I don't like this design, because there is no way to know if I'm running dry between services, or adding more than I'm using and gradually filling the airspace. I'm planning to take my DS apart this Spring for a proper cleaning and lubing.

The difference on the 100 rear driveshaft is that the grease "reservoir" is on the downhill side near the pinion. I just took mine apart and scooped gobs of grease out of there after it wouldn't accept any more. My seal wouldn't allow any grease to flow. This bothers me. I also had to remove the zirk to alleviate the air pressure to even get it reassembled. Normal?

With a seal that tight, I'm not sure how much articulation it is doing. At nuetral ride height, there was only about 1" or less of smooth, polished drive shaft exposed past the seal. Sound right? or too little? I just greased the splines, wiped up what came out the zirk hole when compressed before asembly and called it good. I'm pretty darn sure there's not much grease in there at all outside of what's on the spines. I'll check it in a few weeks and see, but still, not sure how to get the seal functioning correctly.

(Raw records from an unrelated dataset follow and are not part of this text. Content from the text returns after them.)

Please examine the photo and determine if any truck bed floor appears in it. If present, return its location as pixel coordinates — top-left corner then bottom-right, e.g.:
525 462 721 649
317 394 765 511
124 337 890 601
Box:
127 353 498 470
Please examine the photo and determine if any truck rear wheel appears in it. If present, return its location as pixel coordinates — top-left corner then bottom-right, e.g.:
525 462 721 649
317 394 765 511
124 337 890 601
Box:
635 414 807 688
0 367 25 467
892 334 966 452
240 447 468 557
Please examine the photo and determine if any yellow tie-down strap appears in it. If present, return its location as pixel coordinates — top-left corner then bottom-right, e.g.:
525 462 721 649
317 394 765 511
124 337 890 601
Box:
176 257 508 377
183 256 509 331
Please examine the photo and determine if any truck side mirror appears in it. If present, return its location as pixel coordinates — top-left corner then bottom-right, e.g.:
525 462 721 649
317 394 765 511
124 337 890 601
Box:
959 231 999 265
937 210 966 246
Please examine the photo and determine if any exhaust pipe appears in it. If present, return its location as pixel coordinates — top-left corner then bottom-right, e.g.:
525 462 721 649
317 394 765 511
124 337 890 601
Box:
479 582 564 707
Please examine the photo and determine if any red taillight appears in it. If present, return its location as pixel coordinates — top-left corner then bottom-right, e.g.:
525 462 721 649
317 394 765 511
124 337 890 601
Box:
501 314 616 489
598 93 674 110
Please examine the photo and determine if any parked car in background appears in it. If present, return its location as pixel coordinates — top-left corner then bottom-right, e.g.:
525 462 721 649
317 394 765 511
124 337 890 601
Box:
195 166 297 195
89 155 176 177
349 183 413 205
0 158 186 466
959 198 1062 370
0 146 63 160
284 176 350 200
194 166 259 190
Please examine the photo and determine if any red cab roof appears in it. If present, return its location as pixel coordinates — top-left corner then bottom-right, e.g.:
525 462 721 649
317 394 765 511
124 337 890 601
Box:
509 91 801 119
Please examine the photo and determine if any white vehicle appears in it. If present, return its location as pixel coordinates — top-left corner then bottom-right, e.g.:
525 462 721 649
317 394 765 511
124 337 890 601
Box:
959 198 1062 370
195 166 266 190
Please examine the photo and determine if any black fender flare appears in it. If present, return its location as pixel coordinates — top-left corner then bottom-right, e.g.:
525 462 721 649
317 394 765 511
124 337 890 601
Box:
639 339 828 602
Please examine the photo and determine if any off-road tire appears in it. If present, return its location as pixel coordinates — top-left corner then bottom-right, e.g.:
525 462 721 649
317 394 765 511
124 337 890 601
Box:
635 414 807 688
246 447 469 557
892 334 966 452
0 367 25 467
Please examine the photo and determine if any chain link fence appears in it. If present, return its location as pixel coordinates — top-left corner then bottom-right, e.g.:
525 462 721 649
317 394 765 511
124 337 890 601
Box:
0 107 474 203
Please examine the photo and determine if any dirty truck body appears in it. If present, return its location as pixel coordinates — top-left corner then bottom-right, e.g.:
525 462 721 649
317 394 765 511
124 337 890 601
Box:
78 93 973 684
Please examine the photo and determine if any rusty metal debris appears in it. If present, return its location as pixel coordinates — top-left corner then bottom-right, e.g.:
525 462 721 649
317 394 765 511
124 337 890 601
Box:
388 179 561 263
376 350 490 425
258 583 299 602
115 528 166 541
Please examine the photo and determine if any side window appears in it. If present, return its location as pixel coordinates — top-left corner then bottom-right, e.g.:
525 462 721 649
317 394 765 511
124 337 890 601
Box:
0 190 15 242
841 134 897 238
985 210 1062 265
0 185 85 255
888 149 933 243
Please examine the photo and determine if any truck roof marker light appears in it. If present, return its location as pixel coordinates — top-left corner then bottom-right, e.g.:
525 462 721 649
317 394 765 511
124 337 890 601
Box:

It seems like a non-functioning seal is a barrier to the correct range of free motion that I'd expect a DS to have. I don't "think" my DS should be an active part of my suspension, right? As air, water, and grease-tight as it is, it HAS to be actiing like part of a spring, otherwise all my grease would have been purged on the first big compression, right?
 
I agree with your assessment. I always thought it was our job to fill and the truck's job to purge via compression. I just think our trucks are now old enough to have hard crusty seals that prevent this process.